BEAMetrics: Benchmark to Evaluate Automatic Metrics in Natural Language Generation

Overview

BEAMetrics: Benchmark to Evaluate Automatic Metrics in Natural Language Generation

Installing The Dependencies

$ conda create --name beametrics python>=3.8
$ conda activate beametrics

WARNING: You need to install, before any package, correct version of pytorch linked to your cuda version.

(beametrics) $ conda install pytorch cudatoolkit=10.1 -c pytorch

Install BEAMetrics:

(beametrics) $ cd BEAMetrics
(beametrics) $ pip install -e .

Install Nubia metric (not on PyPI, 16/08/2021):

(beametrics) git clone https://github.com/wl-research/nubia.git
(beametrics) pip install -r requirements.txt

Alternatively, you can remove nubia from _DEFAULT_METRIC_NAMES in metrics.metric_reporter.

Reproducing the results

First you need to get the processed files, which include the metric scores. You can do that either by simply downloading the processed data (see Section Download Data), or by re-computing the scores (see Section Compute Correlations).

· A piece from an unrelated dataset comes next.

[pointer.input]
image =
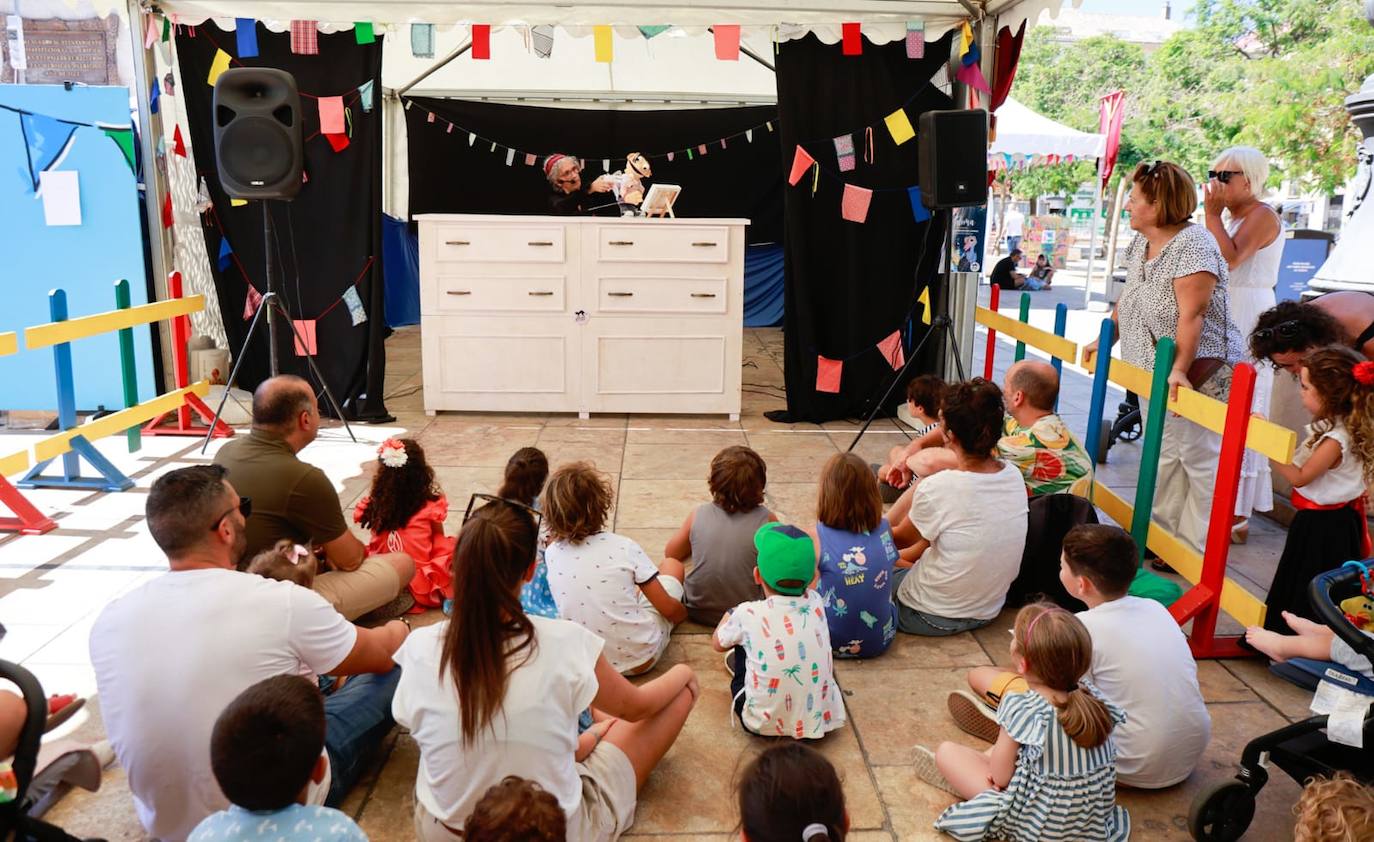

Then, the first bloc in the notebook visualize.ipynb allows to get all the tables from the paper (and also to generate the latex code in data/correlation).

Download the data

All the dataset can be downloaded from this zip file. It needs to be unzipped into the path data before running the correlations.

unzip data.zip

The data folder contains:

  • a subfolder raw containing all the original dataset
  • a subfolder processed containing all the dataset processed in a unified format
  • a subfolder correlation containing all the final correlation results, and the main tables of the paper
  • a subfolder datacards containing all the data cards

Computing the correlations

Processing the files to a clean json with the metrics computed:

python beametrics/run_all.py

The optional argument --dataset allows to compute only on a specific dataset, e.g.:

python run_all.py --dataset SummarizationCNNDM.

The list of the datasets and their corresponding configuration can be found in configs/__init__.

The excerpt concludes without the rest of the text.